Il est devenu moralement acceptable — presque encouragé — de chercher l’amour ou le sexe derrière un écran. Une femme scroll, trie, élimine, sélectionne. Un homme paie, insiste, espère. Nous appelons cela modernité, romantisme numérique, libération sexuelle 2.0. Et pourtant, que voyons-nous réellement ?
La marchandisation du désir, sous couvert d’algorithmes, de swipes, et d’abonnements premium. Un marché où le sexe n’est pas tarifé en billets, mais en validation, en like, en attente — avec parfois encore plus d’humiliation que dans une transaction assumée.
Dans le même temps, la France débat de la réouverture encadrée des maisons closes. Protéger les femmes, encadrer le travail du sexe, redonner un cadre sanitaire, légal, sécurisé.
Pour beaucoup, ce serait immoral, rétrograde, dangereux. Mais personne ne trouve immoral qu’un homme doive payer pour que son profil soit vu, pour obtenir un droit de regard — même pas un droit de toucher.
Nous vivons dans l’ère de la prostitution inversée.

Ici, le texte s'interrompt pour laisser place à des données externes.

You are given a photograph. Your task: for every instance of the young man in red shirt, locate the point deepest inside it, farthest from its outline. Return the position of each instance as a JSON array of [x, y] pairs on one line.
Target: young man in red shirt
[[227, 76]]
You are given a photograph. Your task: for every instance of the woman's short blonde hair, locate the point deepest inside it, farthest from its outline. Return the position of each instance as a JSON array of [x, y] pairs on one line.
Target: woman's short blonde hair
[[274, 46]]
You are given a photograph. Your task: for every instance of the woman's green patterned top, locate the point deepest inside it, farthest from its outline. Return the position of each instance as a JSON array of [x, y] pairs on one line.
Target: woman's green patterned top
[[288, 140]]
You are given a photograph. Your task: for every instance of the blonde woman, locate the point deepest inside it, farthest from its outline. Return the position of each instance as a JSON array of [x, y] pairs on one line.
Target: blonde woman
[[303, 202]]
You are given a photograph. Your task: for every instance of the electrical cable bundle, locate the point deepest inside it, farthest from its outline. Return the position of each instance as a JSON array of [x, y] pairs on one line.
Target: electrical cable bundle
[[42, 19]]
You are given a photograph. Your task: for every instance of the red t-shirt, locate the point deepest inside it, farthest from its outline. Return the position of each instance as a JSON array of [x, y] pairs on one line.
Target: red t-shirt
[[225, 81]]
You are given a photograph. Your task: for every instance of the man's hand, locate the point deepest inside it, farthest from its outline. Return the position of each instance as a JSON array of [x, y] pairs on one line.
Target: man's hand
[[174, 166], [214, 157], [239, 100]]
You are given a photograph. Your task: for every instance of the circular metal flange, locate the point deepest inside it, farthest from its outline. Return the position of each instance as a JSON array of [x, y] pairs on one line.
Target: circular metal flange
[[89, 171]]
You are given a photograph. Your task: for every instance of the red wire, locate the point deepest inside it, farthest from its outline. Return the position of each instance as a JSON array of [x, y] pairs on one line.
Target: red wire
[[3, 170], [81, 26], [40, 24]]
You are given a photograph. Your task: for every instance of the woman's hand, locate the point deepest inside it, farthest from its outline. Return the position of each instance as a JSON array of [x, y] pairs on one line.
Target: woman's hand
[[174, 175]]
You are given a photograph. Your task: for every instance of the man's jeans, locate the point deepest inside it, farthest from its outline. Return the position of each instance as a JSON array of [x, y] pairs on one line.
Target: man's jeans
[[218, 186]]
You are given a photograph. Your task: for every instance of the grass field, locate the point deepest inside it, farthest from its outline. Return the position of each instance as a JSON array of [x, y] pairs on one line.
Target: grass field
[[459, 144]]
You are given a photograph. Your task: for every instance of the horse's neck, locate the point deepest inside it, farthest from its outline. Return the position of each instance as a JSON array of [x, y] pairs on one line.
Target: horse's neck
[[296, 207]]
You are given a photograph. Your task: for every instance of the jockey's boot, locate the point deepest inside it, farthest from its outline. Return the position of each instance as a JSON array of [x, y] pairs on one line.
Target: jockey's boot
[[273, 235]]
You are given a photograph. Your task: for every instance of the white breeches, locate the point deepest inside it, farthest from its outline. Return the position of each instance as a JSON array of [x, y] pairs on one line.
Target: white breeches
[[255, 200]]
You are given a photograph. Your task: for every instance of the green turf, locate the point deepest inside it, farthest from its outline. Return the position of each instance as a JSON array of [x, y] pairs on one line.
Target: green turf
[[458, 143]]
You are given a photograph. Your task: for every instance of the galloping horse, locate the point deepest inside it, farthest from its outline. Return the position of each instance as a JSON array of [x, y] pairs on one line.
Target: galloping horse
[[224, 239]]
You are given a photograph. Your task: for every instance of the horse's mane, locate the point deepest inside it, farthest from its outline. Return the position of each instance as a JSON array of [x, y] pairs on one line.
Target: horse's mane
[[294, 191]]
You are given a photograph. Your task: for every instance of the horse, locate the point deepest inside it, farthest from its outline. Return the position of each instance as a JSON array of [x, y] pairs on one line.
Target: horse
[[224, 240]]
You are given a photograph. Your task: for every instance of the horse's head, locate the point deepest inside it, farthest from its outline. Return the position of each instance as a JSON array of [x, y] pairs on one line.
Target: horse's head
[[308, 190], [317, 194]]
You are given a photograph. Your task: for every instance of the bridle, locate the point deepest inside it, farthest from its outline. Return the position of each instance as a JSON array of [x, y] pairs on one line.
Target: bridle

Dans la maison close, l’homme paie pour un service. Sur un site de rencontre, il paie pour avoir peut-être le droit d’exister.
Dans le premier cas, c’est un échange clair, assumé, contractuel. Dans le second, il devient bétail numérique — jeté en pâture à la compétition, évalué, noté, trié avec une brutalité sociale que personne n’oserait assumer dans la vie réelle.
Les chiffres le montrent : le marché est structurellement déséquilibré.
Les femmes sont minoritaires, donc en position dominante. Elles choisissent, filtrent, exigent.
Les hommes se ressemblent, se battent, s’offrent — le client se prostitue.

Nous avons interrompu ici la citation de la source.